On Saturday, he will speak at 1:30 p.m. at a National MS Society program at the Huntington Hilton in Melville. The program, which is open to the public, runs from 9:30 a.m. to 3 p.m. For information, call 631-864-8337.
When "West Wing" producer Aaron Sorkin introduced multiple sclerosis into the script, he did not intend to explore the disease. Rather, he has told reporters, the story line called for the president to be ill and in bed, and "I didn't want it to just be the flu." The decision to have the president hide his illness turned out to be more like truth than fiction.
According to a Harris poll released last week at the Annual Meeting of the American Academy of Neurology, nearly 40 percent of MS patients hide their diagnoses from family, friends and colleagues for fear of what it will do to their personal and professional lives.
The poll also found that 42 percent of MS patients do not take medication, although drugs now exist that can halt the progression of symptoms, which include numbness in the limbs, paralysis, and loss of vision and cognitive difficulties.
Lander has been taking medication since 1996 and today, at age 53, he has occasional loss of balance and leg weakness. He admittedly misses things he used to enjoy, such as running, but he has learned to cope.
Not so at the beginning.
"I was making a movie in Mexico and I had a severe bout of flu. Then my balance was off, and one morning I got out of bed and fell flat on my face. I had no feeling in my legs," Lander said.
"When I was first diagnosed, Michael [McKean] came to the hospital. I told him it was a chronic back problem," Lander said. McKean, who played Lenny to Lander's Squiggy, had been Lander's best friend since college.
"And then I said to myself, 'Oh, my gosh, I really am gonna lie about this.' If I wasn't telling Michael, I wasn't telling anyone." Lander struggled with the deception for years, hiding his problem as best he could, even when his balance was so poor he was fired for being a drunk.
"I was frankly relieved they thought I was an alcoholic rather than that I had MS," he said.
Marshall eventually learned the truth. She and Tom Sherak, former head of 20th Century Fox, whose daughter also has MS, convinced Lander to go public.

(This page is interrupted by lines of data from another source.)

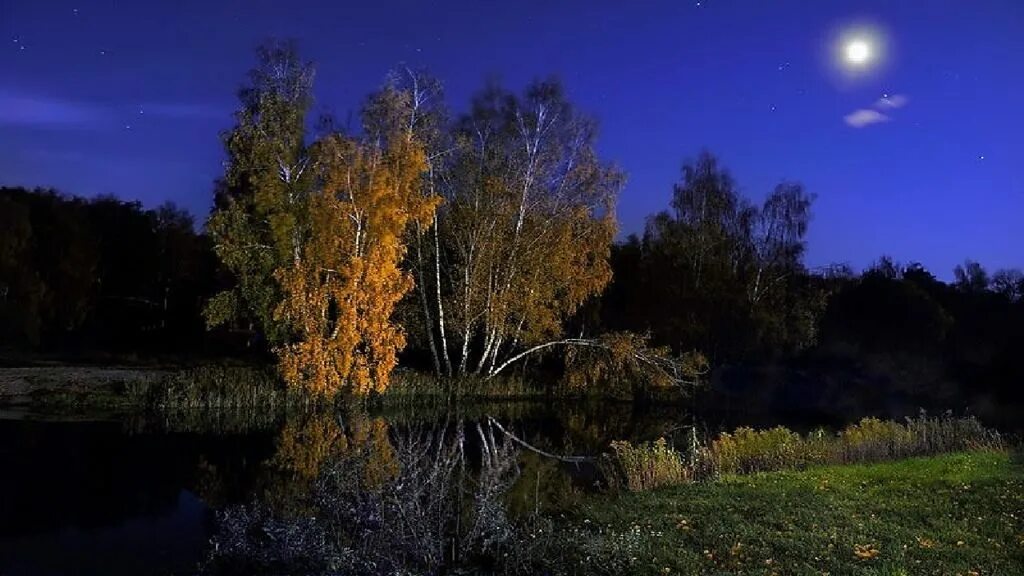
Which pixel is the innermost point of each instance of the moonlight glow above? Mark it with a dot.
(858, 52)
(860, 48)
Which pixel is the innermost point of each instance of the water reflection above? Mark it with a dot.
(431, 490)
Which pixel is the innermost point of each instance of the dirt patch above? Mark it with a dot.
(20, 385)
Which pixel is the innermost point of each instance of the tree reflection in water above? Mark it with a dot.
(355, 495)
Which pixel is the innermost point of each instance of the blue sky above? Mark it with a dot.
(129, 97)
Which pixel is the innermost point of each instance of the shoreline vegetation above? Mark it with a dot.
(949, 513)
(748, 502)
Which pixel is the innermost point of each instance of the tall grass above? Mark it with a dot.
(217, 387)
(646, 465)
(420, 388)
(747, 450)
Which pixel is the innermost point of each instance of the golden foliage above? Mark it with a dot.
(340, 293)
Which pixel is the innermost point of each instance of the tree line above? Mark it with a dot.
(468, 244)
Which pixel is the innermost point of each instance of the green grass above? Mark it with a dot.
(955, 513)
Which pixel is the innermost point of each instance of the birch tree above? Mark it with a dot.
(525, 228)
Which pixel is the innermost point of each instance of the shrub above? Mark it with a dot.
(748, 450)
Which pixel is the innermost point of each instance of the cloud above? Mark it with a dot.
(36, 111)
(864, 117)
(183, 111)
(891, 101)
(20, 110)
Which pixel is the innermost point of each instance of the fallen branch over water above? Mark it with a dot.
(527, 446)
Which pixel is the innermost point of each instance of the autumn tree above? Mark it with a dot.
(522, 237)
(341, 291)
(314, 232)
(260, 215)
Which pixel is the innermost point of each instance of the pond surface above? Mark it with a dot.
(132, 494)
(136, 495)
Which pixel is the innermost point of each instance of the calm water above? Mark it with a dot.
(133, 495)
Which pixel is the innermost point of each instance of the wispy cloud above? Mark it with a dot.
(891, 101)
(183, 111)
(864, 117)
(30, 110)
(877, 114)
(23, 110)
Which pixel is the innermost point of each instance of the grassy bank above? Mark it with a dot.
(954, 513)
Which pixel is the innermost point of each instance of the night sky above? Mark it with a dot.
(918, 153)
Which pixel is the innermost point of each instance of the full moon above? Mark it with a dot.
(858, 52)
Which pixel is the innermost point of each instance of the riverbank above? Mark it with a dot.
(954, 513)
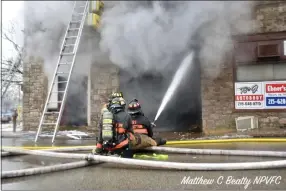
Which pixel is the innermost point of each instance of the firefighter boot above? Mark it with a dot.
(160, 141)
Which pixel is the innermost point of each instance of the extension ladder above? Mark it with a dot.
(6, 82)
(64, 66)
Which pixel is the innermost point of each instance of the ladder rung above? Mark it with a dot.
(61, 82)
(62, 73)
(73, 29)
(67, 54)
(75, 22)
(71, 37)
(65, 63)
(69, 45)
(50, 112)
(55, 102)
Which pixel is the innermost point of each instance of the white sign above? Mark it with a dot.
(249, 95)
(275, 95)
(260, 95)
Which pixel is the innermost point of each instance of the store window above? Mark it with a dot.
(261, 61)
(261, 72)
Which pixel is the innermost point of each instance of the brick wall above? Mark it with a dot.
(217, 94)
(104, 79)
(34, 92)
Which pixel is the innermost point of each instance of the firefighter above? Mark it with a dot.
(141, 125)
(116, 132)
(112, 96)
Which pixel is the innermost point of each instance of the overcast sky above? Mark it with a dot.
(12, 11)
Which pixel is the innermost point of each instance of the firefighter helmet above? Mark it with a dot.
(117, 104)
(134, 107)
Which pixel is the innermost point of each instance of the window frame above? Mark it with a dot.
(259, 37)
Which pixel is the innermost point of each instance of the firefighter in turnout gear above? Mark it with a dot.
(142, 126)
(115, 128)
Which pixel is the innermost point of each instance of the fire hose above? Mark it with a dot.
(176, 150)
(136, 162)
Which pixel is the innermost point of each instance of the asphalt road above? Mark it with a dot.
(117, 177)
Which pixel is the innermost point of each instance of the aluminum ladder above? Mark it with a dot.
(65, 65)
(7, 79)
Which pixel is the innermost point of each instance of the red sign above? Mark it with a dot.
(249, 98)
(276, 88)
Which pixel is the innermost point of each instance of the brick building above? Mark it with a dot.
(254, 54)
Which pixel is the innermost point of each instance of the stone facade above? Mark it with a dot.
(218, 94)
(104, 79)
(34, 93)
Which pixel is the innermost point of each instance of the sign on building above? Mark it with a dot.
(249, 95)
(260, 95)
(275, 95)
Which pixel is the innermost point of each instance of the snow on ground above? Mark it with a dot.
(9, 127)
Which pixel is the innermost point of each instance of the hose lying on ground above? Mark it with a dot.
(65, 149)
(218, 152)
(159, 164)
(46, 169)
(188, 151)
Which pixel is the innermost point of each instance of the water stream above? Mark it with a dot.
(182, 70)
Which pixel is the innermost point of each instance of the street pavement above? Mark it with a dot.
(121, 177)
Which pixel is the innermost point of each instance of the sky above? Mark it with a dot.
(12, 12)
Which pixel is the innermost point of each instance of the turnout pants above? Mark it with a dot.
(142, 141)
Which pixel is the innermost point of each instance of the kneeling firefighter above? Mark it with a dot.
(142, 126)
(115, 129)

Today the actor finds the roles that come his way are often less challenging than he would like. But, he is happily rid of the stress of living a lie. His acting gigs and voice-overs keep him in the Screen Actors' Guild, and that pays the medical insurance.
As a goodwill ambassador for MS, Lander relates his own story. He does not preach to those who prefer to keep their illness a secret. After all, he did the same for 15 years and believes he'd probably do it again, were it not that today there is treatment to stave off major disability.
"I tell people not
to handicap themselves, which comes easy when you're being told all the
things you can't do anymore. But, that's living down to people's expectations."